Cuando servían el café, de pronto, por encima del avispeo de las conversaciones que sobrevolaban la larga mesa, los mármoles de las paredes y los cristales de la araña encendida —la única mujer era Isabel Mayer, caudilla trujillista del noroeste—, la vocecita aguda que todos los dominicanos conocían se elevó, con el tonito acerado que presagiaba tormenta:

—¿No les sorprende, señores, la presencia en esta mesa, entre los más destacados militares y civiles del régimen, de un oficial destituido de su mando por no haber estado a la altura en el campo de batalla?

Se hizo el silencio. El medio centenar de cabezas que flanqueaba el inmenso cuadrilátero de manteles bordados se inmovilizó. El Benefactor no miraba hacia el rincón del general Díaz. Su rostro pasaba revista a los demás comensales, uno por uno, con expresión de sorpresa, los ojos muy abiertos y los labios separados, pidiendo a sus invitados que lo ayudaran a descifrar el misterio.
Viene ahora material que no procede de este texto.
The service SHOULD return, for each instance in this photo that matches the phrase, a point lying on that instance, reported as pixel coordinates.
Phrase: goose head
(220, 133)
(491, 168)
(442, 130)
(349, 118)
—¿Saben de quién hablo? —continuó, luego de la pausa teatral—. El general Juan Tomás Díaz, jefe de la Región Militar de La Vega cuando la invasión cuban-enezolana, fue destituido en plena guerra, por conducta indigna frente al enemigo. En cualquier parte, comportamiento semejante se castiga con juicio sumario y fusilamiento. En la dictadura de Rafael Leonidas Trujillo Molina, al general cobarde se lo invita a almorzar al Palacio con la flor y nata del país.